De toute façon, il était trop fatigué pour parler. Les cahotements de sa voiture et le froid qui s’infiltrait autour de la portière commençait à lui peser, autant que les questionnements inhérents à ce voyage. Tibur et lui avalèrent leur soupe de poulet et leur riz en silence, ignorant superbement les regards curieux qu’on leur lançait. Adelmiro avait tenté de s’y préparer mentalement avant même de quitter Talehe mais c’était finalement la fatigue et la lassitude qui avaient eu raison de son agacement face à cet irrespect patent.
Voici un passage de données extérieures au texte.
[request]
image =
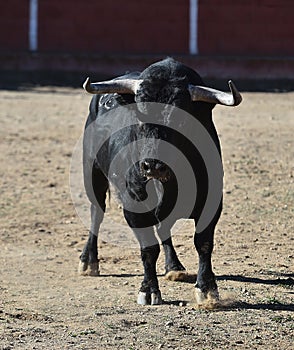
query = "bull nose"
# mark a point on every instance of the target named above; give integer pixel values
(151, 166)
Tibur finit son repas peu avant son employeur. Il repoussa son bol et s’en alla sans dire un mot mais Adelmiro ne fit pas le moindre geste pour le retenir. Comme tous les soirs, le garde du corps allait s’assurer que le reste de l’escorte, reléguée dans les écuries, avait ce qu’il leur fallait puis il le retrouverait dans la chambre qu’ils partageaient. Le ministre finit donc sa soupe tiède comme si rien n'avait changé.
À l’instant où il allait quitter la table à son tour, il fut arrêté net dans son mouvement. Deux paumes venaient de s’abattre bruyamment sur le plateau de bois. Il leva les yeux : une Qiang le regardait avec un sourire un peu tordu. Elle devait avoir la trentaine et ses cheveux avait été coupés très courts – plusieurs mois plus tôt. À présent, ils tombaient en mèches grasses devant son front au teint terreux. Une saisonnière ou une mercenaire venue boire sa dernière paie, jugea le Naidien. Elle n’était pas bien grande mais la confiance en elle gonflée par les verres d’alcool qu’on sentait dans son haleine, elle profitait qu’il soit assis pour l’observer de haut, d’un regard vitreux malgré la vivacité qu’elle essayait d’y exprimer.
- Alors, mignon, on se promène tout seul ? demanda-t-elle.
- À trop chercher la compagnie, on ne trouve que la mauvaise, répondit Adelmiro, citant un proverbe qiang.
Une façon polie de dire qu’il ne l’avait pas sollicitée. Il s’étonna lui-même, de réussir à faire de l’esprit malgré la fatigue qui pesait sur ses épaules. D’un autre côté, c’était plus facile d’essayer d’esquiver la conversation que de se lancer dedans. Pour faire comprendre qu’il n’avait aucune intention d’aller plus loin, il se releva et voulut s’éloigner mais la femme se décala un peu pour lui bloquer le passage.
- Tu ne m’as pas cherchée, moi, siffla-t-elle, mi-menaçante mi-aguicheuse.
- Je devais avoir mes raisons.
Dans l’enceinte civilisée de la cour royale naidienne, cette réplique serait passée pour une façon polie de dire qu’il avait d’autres soucis dont il ne souhaitait pas parler, mais dans un cadre moins habitué aux louvoiements et aux sous-entendus, elle passa pour une insulte juste assez maquillée pour n’en être que plus offensante.
- Qu’est-ce que tu veux dire par là ?!
L’importune se redressa, bomba le torse et fit un pas en avant, repoussant Adelmiro un peu plus loin dans l’alcôve. Même s’il la surplombait de presque une tête, elle était solidement bâtie, pour une femme. Elle devait être habituée à se servir de sa présence physique pour se faire entendre. Dans ce cas, elle oubliait (ou ignorait ? L’alcool pouvait émousser son sens de l’observation) qu’elle n’avait pas affaire à un homme de son peuple, habitué à respecter les femmes comme le sexe fort. De plus, la fatigue anesthésiait la combativité mais aussi la peur qu’Adelmiro aurait pu ressentir. Même s’il commençait à se dire que Tibur prenait un peu trop son temps…
- Je ne cherche pas la querelle, soupira-t-il. Ni la compagnie. Mon ami ne va pas tarder à revenir, nous allons monter nous coucher et demain matin, quand vous vous réveillerez, nous serons déjà partis. Nous ne sommes que des voyageurs fatigués désirant atteindre leur destination sans ennuis.
Pendant un instant, il espéra que cette preuve de paix allait suffire à le tirer de ce mauvais pas mais tout espoir s’évanouit quand trois autres silhouettes, du même acabit que celle de l’enquiquineuse, s’approchèrent.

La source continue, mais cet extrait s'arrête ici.